Apparently, we are at the dawn of a new computer era, as scientists explain us how a revolutionary material can be the building block for faster, thinner and even flexible devices. The breakthrough comes from controlling graphene which is a very strong nanomaterial (two hundred times stronger than steel) made out of a single atomic layer of carbon atoms bound in a hexagonal network.
The advantages of graphene include the high levels of conductivity, meaning that it conducts heat and electricity better than any other material known to humankind. Under the circumstances, there is a huge potential to revolutionize semiconductor, sensor, and display technology. The knowledge about graphene have been around for almost sixty years, but at the time the method used to enhance this material’s electronic properties and to make it functional was based on harsh acids that damaged the graphene.

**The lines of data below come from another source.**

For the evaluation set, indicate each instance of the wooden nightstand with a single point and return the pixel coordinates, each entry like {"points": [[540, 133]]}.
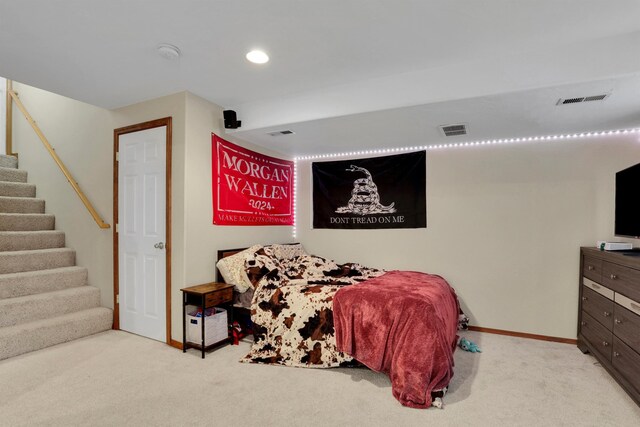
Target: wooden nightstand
{"points": [[206, 296]]}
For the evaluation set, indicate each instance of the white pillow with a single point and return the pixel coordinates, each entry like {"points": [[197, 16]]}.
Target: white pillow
{"points": [[233, 271], [288, 251]]}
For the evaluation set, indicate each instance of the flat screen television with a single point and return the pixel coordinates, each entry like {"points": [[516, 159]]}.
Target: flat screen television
{"points": [[628, 202]]}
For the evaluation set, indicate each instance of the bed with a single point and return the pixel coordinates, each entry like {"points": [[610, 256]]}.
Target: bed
{"points": [[309, 311]]}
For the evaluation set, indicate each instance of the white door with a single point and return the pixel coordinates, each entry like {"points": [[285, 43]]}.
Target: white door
{"points": [[141, 232]]}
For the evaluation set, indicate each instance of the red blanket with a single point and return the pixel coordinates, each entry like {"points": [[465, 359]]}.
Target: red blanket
{"points": [[404, 324]]}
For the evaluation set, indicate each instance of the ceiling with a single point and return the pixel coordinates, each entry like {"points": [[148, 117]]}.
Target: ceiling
{"points": [[344, 75]]}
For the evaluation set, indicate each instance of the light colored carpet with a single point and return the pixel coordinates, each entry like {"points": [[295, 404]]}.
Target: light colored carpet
{"points": [[118, 379]]}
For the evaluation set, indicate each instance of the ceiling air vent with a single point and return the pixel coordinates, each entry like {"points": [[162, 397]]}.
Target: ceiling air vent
{"points": [[579, 99], [454, 130], [281, 132]]}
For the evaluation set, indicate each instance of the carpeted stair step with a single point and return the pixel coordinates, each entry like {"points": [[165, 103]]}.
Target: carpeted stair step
{"points": [[21, 205], [17, 189], [8, 161], [14, 311], [29, 240], [40, 259], [26, 222], [14, 285], [12, 175], [26, 337]]}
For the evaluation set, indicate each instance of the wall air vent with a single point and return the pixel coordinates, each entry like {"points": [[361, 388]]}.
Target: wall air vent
{"points": [[281, 132], [454, 130], [563, 101]]}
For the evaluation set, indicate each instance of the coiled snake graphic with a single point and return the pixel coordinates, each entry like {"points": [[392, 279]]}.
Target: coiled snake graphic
{"points": [[365, 199]]}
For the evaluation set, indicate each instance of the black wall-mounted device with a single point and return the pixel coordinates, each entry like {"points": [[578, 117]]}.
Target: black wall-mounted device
{"points": [[231, 120]]}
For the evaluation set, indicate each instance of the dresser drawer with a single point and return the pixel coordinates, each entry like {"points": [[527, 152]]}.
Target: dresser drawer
{"points": [[592, 268], [626, 326], [219, 297], [597, 335], [627, 362], [621, 279], [598, 306]]}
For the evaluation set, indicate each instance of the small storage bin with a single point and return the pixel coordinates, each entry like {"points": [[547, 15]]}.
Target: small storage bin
{"points": [[215, 326]]}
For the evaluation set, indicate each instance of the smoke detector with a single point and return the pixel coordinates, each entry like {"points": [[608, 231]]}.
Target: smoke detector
{"points": [[578, 99], [454, 130], [168, 51], [281, 132]]}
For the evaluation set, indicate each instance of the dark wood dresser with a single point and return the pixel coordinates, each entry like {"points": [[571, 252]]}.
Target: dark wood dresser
{"points": [[609, 313]]}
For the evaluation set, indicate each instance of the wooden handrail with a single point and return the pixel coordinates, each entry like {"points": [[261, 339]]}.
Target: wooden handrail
{"points": [[53, 154], [9, 120]]}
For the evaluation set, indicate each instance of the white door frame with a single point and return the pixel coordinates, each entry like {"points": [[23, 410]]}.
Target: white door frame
{"points": [[116, 141]]}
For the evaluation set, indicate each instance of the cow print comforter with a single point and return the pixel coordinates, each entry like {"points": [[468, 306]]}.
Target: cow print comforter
{"points": [[292, 308]]}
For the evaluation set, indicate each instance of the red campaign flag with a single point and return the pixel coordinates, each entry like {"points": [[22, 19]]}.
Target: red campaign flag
{"points": [[250, 188]]}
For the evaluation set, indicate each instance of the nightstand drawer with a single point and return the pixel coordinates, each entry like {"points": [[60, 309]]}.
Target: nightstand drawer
{"points": [[219, 297], [597, 335], [598, 306]]}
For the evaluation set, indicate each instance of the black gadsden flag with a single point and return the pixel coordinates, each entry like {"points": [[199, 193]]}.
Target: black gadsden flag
{"points": [[378, 192]]}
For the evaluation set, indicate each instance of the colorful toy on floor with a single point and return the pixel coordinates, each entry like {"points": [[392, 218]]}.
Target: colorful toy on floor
{"points": [[470, 346]]}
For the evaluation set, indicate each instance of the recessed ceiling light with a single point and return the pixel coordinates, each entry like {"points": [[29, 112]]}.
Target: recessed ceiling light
{"points": [[257, 57], [168, 51]]}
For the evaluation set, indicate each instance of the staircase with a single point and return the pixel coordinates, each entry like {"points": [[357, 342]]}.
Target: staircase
{"points": [[44, 297]]}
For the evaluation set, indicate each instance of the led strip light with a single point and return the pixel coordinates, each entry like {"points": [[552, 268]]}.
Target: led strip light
{"points": [[444, 146], [470, 144]]}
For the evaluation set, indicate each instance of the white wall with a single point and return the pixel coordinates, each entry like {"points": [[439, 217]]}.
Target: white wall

Now, researchers at Northwestern’s McCormick School of Engineering and Applied Science developed a new method that eliminates the collateral damages and makes the oxidation process reversible allowing scientists to finely tune the graphene’s properties. “In our method, however, the resulting graphene oxide is chemically homogeneous and reversible – leading to well-controlled properties that can likely be exploited in high-performance applications,” explained Mark C. Hersam, professor of materials science and engineering at the McCormick School.

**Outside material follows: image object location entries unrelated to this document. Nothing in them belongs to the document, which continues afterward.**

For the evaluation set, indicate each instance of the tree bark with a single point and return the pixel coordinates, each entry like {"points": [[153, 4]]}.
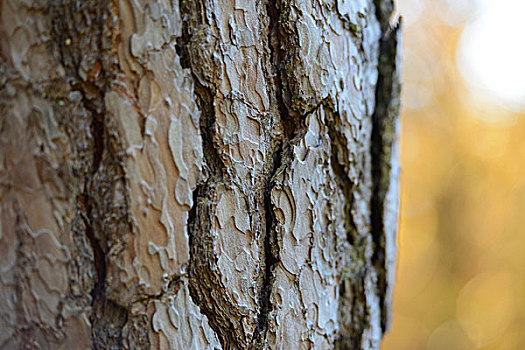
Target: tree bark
{"points": [[197, 174]]}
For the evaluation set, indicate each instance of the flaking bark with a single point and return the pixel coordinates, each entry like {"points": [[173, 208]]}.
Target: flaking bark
{"points": [[197, 174]]}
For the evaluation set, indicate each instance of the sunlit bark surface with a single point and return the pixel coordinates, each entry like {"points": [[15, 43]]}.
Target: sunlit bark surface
{"points": [[197, 174]]}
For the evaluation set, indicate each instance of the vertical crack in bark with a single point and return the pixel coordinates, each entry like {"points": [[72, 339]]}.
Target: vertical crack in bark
{"points": [[383, 137], [84, 40], [202, 282], [352, 286]]}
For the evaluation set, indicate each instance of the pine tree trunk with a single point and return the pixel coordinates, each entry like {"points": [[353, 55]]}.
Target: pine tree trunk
{"points": [[197, 174]]}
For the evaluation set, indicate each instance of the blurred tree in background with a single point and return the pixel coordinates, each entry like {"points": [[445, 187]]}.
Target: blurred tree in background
{"points": [[461, 259]]}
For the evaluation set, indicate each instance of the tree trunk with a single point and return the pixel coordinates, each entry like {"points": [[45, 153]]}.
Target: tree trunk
{"points": [[197, 174]]}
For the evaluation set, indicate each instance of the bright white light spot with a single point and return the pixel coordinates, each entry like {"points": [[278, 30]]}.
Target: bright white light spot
{"points": [[491, 52]]}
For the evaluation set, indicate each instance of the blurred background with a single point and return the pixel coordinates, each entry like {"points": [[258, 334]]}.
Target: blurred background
{"points": [[461, 268]]}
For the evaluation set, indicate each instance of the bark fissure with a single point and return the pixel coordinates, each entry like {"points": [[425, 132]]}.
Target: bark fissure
{"points": [[84, 42], [382, 139]]}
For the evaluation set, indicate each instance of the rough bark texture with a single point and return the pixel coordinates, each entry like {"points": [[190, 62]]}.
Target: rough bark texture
{"points": [[197, 174]]}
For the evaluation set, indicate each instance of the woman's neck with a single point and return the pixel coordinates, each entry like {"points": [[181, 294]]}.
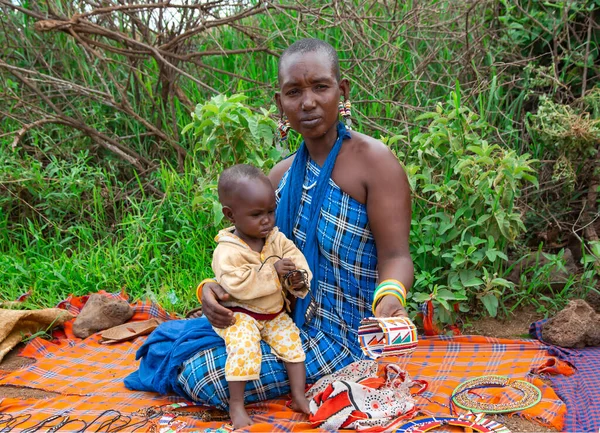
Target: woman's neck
{"points": [[319, 148]]}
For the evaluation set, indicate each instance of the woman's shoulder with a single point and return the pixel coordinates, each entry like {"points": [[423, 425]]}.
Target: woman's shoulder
{"points": [[365, 153], [367, 146], [277, 172]]}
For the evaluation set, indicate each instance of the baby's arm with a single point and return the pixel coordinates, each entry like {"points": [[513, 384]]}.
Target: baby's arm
{"points": [[291, 251], [241, 279]]}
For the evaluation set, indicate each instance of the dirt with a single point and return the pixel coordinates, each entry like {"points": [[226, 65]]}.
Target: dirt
{"points": [[517, 326]]}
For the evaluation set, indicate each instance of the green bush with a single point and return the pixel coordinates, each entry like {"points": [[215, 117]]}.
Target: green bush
{"points": [[464, 213]]}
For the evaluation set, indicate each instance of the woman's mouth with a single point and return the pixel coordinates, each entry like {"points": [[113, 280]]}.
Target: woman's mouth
{"points": [[310, 121]]}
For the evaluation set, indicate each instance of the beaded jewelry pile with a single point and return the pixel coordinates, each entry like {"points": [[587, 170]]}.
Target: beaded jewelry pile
{"points": [[387, 336], [531, 395]]}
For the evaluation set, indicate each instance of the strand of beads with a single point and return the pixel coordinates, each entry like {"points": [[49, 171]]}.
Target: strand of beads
{"points": [[531, 395]]}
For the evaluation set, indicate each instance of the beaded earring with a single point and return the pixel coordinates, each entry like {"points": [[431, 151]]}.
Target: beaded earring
{"points": [[345, 109], [283, 125]]}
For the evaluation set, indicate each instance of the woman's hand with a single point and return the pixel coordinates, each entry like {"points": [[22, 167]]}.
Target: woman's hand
{"points": [[390, 306], [284, 266], [217, 315]]}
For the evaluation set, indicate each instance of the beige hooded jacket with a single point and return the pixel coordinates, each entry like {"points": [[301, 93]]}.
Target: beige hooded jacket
{"points": [[252, 285]]}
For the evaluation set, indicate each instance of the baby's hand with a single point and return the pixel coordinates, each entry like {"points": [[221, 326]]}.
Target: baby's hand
{"points": [[297, 281], [284, 266]]}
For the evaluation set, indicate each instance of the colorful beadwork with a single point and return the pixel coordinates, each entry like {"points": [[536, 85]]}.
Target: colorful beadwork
{"points": [[469, 422], [345, 109], [531, 394], [389, 287], [387, 336], [283, 125]]}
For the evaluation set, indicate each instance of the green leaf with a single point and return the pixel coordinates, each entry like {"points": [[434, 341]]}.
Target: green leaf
{"points": [[490, 302], [420, 297], [469, 278]]}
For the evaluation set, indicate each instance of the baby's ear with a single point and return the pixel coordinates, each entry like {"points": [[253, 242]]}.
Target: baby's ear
{"points": [[228, 214]]}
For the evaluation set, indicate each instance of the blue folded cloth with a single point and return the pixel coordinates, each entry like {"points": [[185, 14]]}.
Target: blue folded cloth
{"points": [[168, 346]]}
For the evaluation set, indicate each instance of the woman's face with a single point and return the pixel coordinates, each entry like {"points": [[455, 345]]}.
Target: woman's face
{"points": [[310, 93]]}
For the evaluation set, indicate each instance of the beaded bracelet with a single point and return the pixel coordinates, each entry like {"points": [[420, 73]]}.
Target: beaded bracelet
{"points": [[199, 288], [389, 287]]}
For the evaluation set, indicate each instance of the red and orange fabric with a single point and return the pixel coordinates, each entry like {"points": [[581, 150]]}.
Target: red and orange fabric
{"points": [[88, 379]]}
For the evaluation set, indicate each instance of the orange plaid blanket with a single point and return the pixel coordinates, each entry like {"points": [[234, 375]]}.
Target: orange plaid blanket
{"points": [[88, 379]]}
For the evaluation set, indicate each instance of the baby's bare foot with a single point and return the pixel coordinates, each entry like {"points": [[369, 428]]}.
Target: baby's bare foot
{"points": [[239, 416], [300, 404]]}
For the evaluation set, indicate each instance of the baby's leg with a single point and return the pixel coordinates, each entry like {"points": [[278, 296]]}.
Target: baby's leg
{"points": [[242, 340], [237, 411], [284, 338], [297, 375]]}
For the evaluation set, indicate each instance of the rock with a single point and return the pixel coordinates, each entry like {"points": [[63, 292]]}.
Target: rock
{"points": [[577, 326], [593, 298], [99, 313]]}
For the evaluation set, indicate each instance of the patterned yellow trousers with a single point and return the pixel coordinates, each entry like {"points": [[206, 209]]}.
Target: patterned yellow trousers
{"points": [[243, 344]]}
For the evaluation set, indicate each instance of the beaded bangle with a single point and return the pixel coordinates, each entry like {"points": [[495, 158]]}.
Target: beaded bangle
{"points": [[389, 287], [531, 394], [199, 288]]}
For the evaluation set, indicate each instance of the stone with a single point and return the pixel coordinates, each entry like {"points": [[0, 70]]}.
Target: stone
{"points": [[101, 312], [575, 326], [593, 298]]}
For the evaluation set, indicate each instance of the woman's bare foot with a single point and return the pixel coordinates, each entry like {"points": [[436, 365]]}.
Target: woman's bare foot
{"points": [[300, 404], [239, 416]]}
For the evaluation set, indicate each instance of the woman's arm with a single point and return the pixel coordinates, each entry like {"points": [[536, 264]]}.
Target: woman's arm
{"points": [[389, 211]]}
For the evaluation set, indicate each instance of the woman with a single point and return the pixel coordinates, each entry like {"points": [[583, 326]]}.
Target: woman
{"points": [[357, 232]]}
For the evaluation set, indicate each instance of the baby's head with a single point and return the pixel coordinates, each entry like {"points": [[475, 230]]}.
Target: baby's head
{"points": [[248, 201]]}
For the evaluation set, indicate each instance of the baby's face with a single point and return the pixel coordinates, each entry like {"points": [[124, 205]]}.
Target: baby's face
{"points": [[254, 209]]}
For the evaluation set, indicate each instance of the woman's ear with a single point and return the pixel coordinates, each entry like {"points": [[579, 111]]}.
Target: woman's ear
{"points": [[278, 103], [228, 214], [345, 88]]}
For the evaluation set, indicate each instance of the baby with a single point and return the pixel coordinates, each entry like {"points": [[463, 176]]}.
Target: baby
{"points": [[256, 264]]}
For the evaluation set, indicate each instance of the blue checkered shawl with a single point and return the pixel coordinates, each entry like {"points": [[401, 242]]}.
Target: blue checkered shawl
{"points": [[347, 263]]}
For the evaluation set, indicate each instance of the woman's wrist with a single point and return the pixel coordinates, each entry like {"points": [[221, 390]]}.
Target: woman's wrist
{"points": [[201, 285], [389, 287]]}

However, the breakthrough is not likely to produce effects for the average user soon. Despite it’s huge potential, graphene is still in its developing stage. “It’s unclear if this work will impact real-world applications overnight, but it appears to be a step in the right direction,” also explained Mark Hersam. Probably in the not so distant future we’ll see graphene replacing silicone in the computer industry and all the benefits we are yet to predict will become more obvious. In addition, the graphene could prove useful for a wider range of applications and from transparent super conducting materials, biomedical sensors and even light and strong aircraft.